The base of the road has been compromised time and again from traffic and weather, officials said, and there are numerous levels of asphalt, including repaving additions this summer.
Southeastern Engineering Inc. of Marietta conducted a survey and environmental screening along Green Street in recent months. It also tested the condition of asphalt and tracked where utility lines run.
There are no medians and no gutters. Sidewalks and curbs have been eroded by vehicle tires and shoe soles. They’re not compliant with the Americans with Disabilities Act anyhow.
Just two crosswalks, located at each end of the historic stretch that passes by old trees and Southern mansions, are available for pedestrians.
Vegetation could get in the way of widening plans, just as property rights and easements will likely do so, and moving utility lines is also fraught with costs.
Perhaps the biggest remedy needed, however, is also the least surprising.
With cameras running underground and through pipes, it was discovered that sewer and other drainage infrastructure is substandard beneath Green Street.
For example, one pipe was found to be made of clay, a construction practice long outdated.
Councilman Sam Couvillon said in 50 years, of course, the next generation will be wondering “why in the world” we “were using concrete.”
Fixing or replacing the drainage system will be a monumental task in its own right.
Existing pipes could be filled with concrete, for instance, rather than the costlier and timelier endeavor of removing them entirely.
“Sounds like a good SPLOST project,” Wangemann said.
“Or stormwater utility,” Mayor Danny Dunagan countered.
But a proposed “rain tax” in Gainesville to fund stormwater infrastructure upgrades was shot down late last year, but may not be dead forever.
The city has about 170 miles of pipe, the vast majority of which is corrugated metal and reinforced concrete. There are 222 detention ponds, about 4,500 catch basins, about 5,000 head/end walls and about 1,700 junction boxes.
City officials have warned that aging pipes, such as what exists under Green Street, are responsible for costly road washouts, and new state and federal water quality regulations have prompted the need for a self-sustaining fee program.
The original fee proposal called for charging $1 for every 1,000 square feet of impervious surface on residential, commercial, nonprofit and government property.
There are more than 124 million square feet of impervious surfaces in Gainesville alone.
City officials said they expect to receive concept plans and guidelines for feasibility studies from the Georgia Department of Transportation in the coming months.
City officials will then begin reviewing the many possible ideas for redesigning the road.
Engineering consultants said full-depth reclamation should be considered in this process.

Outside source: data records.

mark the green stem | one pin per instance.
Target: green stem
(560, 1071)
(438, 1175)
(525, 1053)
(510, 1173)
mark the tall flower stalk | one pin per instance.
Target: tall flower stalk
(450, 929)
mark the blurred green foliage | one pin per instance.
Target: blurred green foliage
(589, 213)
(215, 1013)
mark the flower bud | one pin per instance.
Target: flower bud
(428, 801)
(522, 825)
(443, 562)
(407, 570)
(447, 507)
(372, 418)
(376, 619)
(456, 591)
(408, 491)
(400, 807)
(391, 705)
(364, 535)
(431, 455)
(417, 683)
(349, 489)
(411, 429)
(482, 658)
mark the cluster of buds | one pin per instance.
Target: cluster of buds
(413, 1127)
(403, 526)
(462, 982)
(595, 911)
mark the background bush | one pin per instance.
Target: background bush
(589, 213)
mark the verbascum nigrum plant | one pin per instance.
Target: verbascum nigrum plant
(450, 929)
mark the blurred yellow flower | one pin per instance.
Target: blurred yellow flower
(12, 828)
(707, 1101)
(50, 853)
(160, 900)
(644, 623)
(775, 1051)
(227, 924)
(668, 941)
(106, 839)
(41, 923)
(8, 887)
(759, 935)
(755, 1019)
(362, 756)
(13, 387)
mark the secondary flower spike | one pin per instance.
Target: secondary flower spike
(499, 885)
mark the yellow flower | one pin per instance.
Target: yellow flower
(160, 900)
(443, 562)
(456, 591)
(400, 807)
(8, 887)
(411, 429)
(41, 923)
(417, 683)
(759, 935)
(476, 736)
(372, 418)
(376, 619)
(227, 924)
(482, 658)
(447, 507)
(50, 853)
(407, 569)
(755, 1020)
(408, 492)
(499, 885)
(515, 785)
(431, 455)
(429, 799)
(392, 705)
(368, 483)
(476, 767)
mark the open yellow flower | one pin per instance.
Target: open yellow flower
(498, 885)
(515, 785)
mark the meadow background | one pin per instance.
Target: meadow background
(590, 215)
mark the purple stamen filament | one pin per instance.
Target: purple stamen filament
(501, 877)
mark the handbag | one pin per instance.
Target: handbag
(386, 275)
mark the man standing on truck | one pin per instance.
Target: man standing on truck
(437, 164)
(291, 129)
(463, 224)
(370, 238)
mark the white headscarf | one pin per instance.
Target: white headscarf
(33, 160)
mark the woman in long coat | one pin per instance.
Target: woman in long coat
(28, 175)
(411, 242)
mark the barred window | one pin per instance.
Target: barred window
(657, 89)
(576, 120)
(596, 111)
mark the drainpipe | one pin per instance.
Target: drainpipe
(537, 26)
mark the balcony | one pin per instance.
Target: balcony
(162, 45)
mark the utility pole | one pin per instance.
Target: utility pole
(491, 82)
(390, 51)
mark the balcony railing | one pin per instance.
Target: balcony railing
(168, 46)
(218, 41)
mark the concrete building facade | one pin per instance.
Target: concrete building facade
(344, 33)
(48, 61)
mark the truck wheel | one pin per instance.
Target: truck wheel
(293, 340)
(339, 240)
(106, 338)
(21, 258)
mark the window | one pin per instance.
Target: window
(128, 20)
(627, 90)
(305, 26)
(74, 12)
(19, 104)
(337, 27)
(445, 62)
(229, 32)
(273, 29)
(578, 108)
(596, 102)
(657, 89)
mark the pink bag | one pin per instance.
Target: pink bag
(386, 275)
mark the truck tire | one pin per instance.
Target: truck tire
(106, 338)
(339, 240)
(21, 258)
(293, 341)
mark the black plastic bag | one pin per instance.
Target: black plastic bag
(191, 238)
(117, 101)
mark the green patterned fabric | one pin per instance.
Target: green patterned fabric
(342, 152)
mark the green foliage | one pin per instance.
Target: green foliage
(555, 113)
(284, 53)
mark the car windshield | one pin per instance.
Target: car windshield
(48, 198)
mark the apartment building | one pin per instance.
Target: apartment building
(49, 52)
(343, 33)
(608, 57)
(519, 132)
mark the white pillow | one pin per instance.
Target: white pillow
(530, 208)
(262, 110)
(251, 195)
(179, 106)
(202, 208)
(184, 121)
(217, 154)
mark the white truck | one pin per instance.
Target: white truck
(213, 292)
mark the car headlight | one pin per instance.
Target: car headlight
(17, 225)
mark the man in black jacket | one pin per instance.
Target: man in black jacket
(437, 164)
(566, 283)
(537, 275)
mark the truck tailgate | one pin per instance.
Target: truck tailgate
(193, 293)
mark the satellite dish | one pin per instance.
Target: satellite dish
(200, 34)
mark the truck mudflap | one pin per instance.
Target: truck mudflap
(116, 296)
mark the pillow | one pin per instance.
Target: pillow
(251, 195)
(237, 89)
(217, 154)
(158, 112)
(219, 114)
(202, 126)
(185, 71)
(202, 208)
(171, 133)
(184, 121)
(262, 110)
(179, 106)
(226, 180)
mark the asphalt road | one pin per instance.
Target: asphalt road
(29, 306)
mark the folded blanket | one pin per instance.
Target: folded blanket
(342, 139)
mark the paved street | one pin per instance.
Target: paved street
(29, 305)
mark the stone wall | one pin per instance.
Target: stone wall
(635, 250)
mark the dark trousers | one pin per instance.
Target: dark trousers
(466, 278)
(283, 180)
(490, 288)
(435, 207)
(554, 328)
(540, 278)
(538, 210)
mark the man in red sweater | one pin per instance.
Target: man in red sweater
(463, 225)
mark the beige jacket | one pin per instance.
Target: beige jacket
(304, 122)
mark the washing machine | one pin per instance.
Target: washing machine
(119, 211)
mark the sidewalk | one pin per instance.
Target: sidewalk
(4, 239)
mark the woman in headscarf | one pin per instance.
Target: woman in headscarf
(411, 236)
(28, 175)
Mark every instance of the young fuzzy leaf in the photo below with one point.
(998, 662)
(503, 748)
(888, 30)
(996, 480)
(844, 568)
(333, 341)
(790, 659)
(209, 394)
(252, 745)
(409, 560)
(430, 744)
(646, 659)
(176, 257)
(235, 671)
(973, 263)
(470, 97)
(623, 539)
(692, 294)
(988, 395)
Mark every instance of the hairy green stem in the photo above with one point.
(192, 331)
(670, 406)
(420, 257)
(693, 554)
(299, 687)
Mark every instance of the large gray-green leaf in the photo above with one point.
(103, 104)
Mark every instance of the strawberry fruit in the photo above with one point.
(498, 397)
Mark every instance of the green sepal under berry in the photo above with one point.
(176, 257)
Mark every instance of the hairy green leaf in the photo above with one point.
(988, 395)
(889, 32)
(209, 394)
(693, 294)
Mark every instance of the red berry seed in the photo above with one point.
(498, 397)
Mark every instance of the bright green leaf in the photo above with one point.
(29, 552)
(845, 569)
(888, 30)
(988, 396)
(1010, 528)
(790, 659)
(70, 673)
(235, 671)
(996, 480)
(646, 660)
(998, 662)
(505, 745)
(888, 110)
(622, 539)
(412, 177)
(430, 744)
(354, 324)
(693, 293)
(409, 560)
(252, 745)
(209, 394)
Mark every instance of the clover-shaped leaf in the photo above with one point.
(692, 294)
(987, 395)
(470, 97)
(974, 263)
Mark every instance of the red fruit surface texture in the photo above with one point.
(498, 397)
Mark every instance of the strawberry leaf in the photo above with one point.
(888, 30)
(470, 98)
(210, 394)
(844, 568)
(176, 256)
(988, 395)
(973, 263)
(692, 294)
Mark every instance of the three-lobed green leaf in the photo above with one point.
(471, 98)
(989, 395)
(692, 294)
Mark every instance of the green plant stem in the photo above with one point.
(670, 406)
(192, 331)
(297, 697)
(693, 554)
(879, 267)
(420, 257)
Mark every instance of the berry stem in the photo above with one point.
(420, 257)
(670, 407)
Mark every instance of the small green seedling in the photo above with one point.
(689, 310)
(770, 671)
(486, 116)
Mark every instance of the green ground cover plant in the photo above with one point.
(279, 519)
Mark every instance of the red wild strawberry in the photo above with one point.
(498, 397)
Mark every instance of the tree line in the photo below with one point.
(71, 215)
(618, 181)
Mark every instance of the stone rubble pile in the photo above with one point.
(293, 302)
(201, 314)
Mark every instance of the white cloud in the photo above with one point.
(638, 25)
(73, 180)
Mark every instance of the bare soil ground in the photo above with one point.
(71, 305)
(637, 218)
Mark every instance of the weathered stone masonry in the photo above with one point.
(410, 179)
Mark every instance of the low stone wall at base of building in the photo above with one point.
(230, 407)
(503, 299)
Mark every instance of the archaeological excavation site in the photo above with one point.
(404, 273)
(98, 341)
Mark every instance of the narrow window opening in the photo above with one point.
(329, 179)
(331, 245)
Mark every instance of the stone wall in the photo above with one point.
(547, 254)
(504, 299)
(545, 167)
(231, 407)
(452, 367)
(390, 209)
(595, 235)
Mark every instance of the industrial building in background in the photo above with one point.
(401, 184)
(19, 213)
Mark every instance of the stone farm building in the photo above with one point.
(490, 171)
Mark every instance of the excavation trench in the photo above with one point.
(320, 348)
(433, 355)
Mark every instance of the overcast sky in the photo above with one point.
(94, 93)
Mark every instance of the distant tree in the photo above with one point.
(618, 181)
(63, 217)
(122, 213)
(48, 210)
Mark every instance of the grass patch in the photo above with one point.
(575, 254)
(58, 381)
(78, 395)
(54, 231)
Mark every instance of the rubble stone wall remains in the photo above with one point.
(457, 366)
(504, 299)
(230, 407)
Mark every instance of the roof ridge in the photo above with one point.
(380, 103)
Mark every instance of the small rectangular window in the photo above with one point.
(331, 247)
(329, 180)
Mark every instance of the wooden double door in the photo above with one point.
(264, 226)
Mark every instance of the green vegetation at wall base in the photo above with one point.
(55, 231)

When it comes time for construction, city officials might hope some kind of bypass is in place.
They are already looking at the possibility of using existing streets to help steer traffic around Green Street.
This includes using state routes to connect Thompson Bridge Road to Limestone Parkway, Jesse Jewell Parkway and Interstate 985.
This project would call for widening and realigning Oak Tree Drive, which is between Thompson Bridge Road and Riverside Drive, as well as adding a roundabout and a traffic light.
But that might not solve the whole problem.
“I can’t imagine the traffic congestion when we decide to fix (Green Street),” Dunagan said.